An entity is required to be registered for GST if it satisfies the requirements of section 23-5 of A New Tax System (Goods and Services Tax) Act 1999 (GST Act). This section states:
You are required to be registered under this Act if:
(a) you are carrying on an enterprise; and
(b) your GST turnover meets the registration turnover threshold.
Carrying on an enterprise
The term 'enterprise' is defined in subsection 9-20(1) of the GST Act to include, amongst other things, an activity or series of activities done:
(a) in the form of a *business; or
(b) in the form of an adventure or concern in the nature of trade; or...

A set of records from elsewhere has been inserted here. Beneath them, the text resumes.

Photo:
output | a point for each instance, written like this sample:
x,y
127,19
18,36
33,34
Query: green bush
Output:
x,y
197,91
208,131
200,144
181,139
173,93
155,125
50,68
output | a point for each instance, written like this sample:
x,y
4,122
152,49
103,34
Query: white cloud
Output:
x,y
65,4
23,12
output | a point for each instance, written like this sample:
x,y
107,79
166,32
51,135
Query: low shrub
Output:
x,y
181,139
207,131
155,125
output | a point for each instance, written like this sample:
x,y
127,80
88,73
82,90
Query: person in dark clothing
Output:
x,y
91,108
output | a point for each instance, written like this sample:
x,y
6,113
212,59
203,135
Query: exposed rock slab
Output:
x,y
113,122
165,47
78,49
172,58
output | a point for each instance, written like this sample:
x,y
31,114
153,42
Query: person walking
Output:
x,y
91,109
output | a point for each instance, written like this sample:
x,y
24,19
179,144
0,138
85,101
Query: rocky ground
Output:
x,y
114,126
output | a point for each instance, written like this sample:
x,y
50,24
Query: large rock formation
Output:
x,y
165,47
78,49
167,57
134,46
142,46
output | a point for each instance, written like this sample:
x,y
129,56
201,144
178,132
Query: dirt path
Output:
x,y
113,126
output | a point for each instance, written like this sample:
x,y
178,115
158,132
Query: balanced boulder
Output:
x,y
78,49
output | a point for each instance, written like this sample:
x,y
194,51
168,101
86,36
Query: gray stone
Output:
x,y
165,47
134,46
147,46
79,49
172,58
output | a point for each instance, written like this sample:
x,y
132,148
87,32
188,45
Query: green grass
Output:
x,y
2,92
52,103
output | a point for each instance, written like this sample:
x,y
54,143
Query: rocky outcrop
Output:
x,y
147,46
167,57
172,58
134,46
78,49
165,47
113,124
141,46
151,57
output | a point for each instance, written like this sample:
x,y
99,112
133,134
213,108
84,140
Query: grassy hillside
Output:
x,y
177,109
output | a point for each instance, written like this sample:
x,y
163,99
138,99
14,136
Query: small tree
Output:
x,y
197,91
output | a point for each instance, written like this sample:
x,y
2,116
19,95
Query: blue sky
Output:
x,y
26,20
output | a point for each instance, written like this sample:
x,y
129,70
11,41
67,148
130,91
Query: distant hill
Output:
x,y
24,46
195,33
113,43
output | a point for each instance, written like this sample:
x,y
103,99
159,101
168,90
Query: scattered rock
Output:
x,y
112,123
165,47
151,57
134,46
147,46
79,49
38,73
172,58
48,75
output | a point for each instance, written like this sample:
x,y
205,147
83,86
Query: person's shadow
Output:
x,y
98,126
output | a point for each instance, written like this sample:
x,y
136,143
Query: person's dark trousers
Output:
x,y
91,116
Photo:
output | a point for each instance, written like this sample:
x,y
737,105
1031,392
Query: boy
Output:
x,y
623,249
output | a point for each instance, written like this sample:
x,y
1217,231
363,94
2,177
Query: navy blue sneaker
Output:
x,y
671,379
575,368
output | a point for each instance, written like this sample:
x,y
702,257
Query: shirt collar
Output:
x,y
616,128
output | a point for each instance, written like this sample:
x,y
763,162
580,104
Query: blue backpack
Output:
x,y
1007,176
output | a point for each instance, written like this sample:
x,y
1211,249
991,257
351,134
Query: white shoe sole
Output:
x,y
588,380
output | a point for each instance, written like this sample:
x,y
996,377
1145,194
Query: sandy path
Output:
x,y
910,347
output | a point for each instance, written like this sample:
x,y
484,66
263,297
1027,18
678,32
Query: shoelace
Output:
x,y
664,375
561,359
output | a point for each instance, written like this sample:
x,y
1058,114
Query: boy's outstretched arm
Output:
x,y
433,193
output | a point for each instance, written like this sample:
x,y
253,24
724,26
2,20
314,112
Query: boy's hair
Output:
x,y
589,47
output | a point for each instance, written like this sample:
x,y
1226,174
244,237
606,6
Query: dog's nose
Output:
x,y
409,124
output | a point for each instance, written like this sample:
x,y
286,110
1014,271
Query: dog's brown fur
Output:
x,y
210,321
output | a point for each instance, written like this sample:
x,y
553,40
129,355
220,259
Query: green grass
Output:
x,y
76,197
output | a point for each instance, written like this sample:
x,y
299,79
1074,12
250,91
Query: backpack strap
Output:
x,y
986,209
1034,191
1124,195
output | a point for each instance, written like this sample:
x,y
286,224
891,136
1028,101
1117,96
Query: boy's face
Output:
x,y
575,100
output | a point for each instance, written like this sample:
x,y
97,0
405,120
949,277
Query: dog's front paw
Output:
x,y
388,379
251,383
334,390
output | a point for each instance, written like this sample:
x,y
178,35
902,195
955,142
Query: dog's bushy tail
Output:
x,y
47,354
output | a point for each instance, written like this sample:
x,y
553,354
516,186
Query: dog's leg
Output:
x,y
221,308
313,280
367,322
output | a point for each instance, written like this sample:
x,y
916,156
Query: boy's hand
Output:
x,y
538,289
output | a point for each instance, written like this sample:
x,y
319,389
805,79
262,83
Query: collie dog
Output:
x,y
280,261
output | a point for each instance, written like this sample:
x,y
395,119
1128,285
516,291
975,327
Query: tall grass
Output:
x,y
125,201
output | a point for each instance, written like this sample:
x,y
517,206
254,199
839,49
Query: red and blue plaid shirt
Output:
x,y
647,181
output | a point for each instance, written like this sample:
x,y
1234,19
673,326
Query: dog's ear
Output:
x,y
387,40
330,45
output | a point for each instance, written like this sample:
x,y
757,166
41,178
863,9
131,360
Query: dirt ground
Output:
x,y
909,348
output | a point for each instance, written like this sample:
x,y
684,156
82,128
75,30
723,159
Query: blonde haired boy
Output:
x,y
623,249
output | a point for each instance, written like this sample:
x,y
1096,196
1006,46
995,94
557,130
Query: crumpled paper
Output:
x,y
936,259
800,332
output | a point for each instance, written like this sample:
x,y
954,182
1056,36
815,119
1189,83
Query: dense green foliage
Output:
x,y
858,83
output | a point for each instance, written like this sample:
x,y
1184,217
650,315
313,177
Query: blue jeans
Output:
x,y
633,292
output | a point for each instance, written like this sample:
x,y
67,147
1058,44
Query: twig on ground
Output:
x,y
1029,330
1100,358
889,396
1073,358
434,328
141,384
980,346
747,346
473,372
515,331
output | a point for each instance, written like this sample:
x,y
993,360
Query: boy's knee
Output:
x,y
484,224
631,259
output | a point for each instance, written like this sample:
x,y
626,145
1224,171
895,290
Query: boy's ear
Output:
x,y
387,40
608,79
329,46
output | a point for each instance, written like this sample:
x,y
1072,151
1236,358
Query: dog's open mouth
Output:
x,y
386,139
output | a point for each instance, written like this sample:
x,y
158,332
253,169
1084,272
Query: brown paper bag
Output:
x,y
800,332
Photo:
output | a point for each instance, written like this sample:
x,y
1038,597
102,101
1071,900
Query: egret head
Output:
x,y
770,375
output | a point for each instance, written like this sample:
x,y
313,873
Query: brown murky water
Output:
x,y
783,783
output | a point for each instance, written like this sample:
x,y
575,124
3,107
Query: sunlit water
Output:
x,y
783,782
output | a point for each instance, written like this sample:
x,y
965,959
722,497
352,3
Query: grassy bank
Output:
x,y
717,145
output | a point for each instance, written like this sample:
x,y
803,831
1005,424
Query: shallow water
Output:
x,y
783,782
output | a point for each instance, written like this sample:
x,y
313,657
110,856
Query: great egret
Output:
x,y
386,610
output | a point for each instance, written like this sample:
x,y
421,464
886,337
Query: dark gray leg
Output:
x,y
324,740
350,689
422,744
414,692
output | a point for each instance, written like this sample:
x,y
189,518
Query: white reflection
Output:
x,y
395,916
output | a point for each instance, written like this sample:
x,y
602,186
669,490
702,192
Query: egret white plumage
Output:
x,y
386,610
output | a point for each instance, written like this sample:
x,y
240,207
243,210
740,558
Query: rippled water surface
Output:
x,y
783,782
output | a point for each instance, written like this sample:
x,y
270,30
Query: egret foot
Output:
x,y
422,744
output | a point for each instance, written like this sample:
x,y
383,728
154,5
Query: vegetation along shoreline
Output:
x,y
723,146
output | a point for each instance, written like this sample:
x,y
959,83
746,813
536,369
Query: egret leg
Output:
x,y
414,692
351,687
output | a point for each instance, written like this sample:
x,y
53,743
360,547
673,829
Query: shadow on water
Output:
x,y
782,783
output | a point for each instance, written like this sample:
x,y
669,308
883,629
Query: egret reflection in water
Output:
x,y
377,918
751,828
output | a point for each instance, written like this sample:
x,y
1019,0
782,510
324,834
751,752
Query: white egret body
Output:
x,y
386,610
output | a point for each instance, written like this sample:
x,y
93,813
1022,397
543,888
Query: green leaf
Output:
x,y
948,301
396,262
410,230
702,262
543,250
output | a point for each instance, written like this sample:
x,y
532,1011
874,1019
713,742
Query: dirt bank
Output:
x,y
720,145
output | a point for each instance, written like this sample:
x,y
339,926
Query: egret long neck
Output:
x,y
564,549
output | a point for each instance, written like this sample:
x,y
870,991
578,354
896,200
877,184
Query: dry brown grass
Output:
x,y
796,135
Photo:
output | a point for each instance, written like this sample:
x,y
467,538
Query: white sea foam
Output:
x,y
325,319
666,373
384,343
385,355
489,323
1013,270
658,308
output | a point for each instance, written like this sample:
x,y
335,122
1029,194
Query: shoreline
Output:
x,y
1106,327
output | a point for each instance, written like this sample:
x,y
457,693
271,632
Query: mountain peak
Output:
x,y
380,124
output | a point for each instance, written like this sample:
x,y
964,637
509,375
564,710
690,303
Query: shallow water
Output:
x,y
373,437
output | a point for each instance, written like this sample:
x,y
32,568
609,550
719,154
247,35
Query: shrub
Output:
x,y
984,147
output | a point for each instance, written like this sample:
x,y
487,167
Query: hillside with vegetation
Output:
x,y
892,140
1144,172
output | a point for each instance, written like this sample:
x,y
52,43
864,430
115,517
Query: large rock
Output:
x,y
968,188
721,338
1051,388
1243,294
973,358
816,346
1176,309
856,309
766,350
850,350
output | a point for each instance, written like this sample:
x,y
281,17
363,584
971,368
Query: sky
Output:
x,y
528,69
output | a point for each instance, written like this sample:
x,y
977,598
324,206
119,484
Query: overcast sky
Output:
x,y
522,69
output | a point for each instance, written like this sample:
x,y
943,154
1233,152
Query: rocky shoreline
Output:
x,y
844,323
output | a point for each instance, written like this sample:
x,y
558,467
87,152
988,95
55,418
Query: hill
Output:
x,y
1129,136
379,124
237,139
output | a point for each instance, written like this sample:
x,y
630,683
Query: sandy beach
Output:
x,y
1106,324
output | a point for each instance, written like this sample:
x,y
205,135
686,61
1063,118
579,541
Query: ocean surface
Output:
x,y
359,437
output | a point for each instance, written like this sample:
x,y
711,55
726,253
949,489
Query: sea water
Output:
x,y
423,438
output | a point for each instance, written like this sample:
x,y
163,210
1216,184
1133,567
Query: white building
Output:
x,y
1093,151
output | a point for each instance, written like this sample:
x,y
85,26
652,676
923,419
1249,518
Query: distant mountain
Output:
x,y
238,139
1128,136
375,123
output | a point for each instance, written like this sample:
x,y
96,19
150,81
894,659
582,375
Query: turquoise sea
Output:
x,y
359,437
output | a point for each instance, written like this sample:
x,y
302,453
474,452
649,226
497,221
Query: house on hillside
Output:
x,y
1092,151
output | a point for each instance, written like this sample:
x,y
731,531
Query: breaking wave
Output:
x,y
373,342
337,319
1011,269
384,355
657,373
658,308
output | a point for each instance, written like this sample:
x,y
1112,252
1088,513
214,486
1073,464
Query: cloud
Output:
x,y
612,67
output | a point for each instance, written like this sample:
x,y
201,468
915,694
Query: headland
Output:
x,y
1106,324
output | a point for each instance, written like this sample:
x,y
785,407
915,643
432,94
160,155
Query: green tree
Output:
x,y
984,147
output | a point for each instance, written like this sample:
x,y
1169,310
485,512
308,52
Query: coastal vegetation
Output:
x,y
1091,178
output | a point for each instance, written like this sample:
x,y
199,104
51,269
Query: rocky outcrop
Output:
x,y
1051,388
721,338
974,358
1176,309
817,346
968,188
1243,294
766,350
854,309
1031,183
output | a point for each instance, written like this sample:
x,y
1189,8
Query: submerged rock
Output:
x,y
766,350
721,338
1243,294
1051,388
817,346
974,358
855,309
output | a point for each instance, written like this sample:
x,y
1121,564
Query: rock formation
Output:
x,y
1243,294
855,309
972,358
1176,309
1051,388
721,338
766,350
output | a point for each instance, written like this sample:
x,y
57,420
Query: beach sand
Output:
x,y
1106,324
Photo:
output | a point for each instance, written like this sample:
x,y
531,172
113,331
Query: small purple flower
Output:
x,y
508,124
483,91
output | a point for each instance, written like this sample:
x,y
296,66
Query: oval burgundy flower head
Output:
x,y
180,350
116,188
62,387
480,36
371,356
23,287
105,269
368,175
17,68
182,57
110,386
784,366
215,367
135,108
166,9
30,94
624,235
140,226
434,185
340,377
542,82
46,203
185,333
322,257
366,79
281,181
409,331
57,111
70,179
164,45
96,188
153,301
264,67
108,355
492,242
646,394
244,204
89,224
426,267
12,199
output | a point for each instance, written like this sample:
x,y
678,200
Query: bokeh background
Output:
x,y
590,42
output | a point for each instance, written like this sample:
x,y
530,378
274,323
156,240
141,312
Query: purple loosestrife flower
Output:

The courts have determined that the question of whether an activity constitutes a business or hobby depends upon an assessment of the relevant facts and involves matters of fact and degree. No one factor is decisive and many elements may have to be considered in combination and on what the 'large or general impression gained' is (Ferguson v. FC of T (1979) 79 ATC 4261 and Martin v. FC of T (1953) 90 CLR 470).
In determining whether you are carrying on an enterprise, we take into consideration factors which the courts have held to be relevant in determining whether an activity is an enterprise. These factors and indicators are mentioned in Taxation Ruling TR 97/11, and were considered in question 1 above. We consider you to be carrying on a business of land development for GST purposes.
GST turnover meets the registration turnover threshold
The second limb of section 23-5 of the GST Act provides that an entity is required to be registered for GST if its GST turnover meets the registration turnover threshold.
Section 188-10 of the GST Act provides that your GST turnover meets the registration turnover threshold if:
(a) your current GST turnover is at or above $75,000 and the Commissioner is not satisfied that your projected GST turnover is below $75,000; or
(b) your projected GST turnover is at or above $75,000.
Your current GST turnover is the sum of the values of all supplies made in a particular month plus the previous 11 months. Your projected GST turnover is the sum of the values of all supplies made in a particular month plus the next 11 months.
In calculating current GST turnover and projected GST turnover, the following supplies (amongst others) are not included in the calculation:
(a) Supplies that are input taxed (which includes financial supplies, residential rent and sale of residential premises that are not new residential premises).
(b) Supplies that are not for consideration.
(c) Supplies that are not made in connection with an enterprise that you carry on.
(d) Supplies that are not connected with Australia.
Section 9-40 of the GST Act provides that you must pay the GST payable on any taxable supply that you make. Section 9-5 provides that you make a taxable supply if you make the supply for consideration, in the course of furtherance of an enterprise that you carry on, the supply is connected with an indirect zone, and you are registered or required to be registered. Further, the supply is not a taxable supply to the extent that it is GST-free or input taxed.
As the supplies of the developed lots that will be made by you meet all the requirements of section 9-5 of the GST Act and are not GST-free or input taxed, the sales of the developed lots will be taxable supplies and subject to GST. Due to the size of the development and magnitude of sums involved, it is reasonable to expect your projected GST turnover will be at or above the threshold.
Therefore, you are considered to be carrying on a business of land development for GST purposes and the supply of subdivided lots are considered taxable supplies, and included in the measurement of turnover for GST registration requirements, meaning that you will need to register for GST purposes.